I shrug uneasily. “She was going through a rough time in her life and sort of wandered into the house I was staying at… in the beginning we spent a lot of time getting high, but then she got better.”
“So that’s why you don’t see each other anymore?” he inquires. “Because she got better and you’re still working on stuff?”
“No, that’s not it.” I rake my hand through my hair, struggling to put my thoughts into words. “It has to do with the fact that she saved me and I…” I trail off as I almost start talking about my feelings for Nova, ones I’m still trying to figure out how to deal with now that I’m sober. “It’s really fucking complicated.” And it is. Because I’m in love with her, something I realized in Vegas. But I can’t admit it aloud because then it’d mean I was accepting it—accepting that my feelings for Lexi have changed. That I’ve broken my promise to her. Let go. Replaced her.

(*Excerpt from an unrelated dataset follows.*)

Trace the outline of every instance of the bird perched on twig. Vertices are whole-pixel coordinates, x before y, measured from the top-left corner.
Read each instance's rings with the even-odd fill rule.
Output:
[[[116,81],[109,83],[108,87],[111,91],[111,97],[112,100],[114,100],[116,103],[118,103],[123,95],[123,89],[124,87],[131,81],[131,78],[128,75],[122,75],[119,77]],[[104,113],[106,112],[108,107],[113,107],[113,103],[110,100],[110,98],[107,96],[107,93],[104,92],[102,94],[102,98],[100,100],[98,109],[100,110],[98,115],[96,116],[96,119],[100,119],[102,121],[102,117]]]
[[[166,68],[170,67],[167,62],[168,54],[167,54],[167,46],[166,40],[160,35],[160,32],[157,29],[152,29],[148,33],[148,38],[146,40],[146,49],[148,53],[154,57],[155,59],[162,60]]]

He considers what I said as he flips the blinker on to change lanes. “What do you mean when you say saved you?”
My pulse is hammering as I recollect everything that Nova did for me to bring me fully alive again when I was walking the line between life and death. “When I was going drugs and stuff she came down to Vegas and tried to get me to stop,” I tell him. “She never gave up on me and she was there when I decided to leave the streets and get myself cleaned up—she never gave up on me.”
He takes in what I said with great interest. “She sounds like a good person.”
“She is,” I say, nodding in agreement. “Too good, probably, at least to be with me.”
“Ah, and there it is.” He points his finger at me with accusation in his eyes.
“There what is?” I ask, puzzled.
He glances at me and I see something in his eyes I don’t like. Understanding. “The reason why she doesn’t visit.”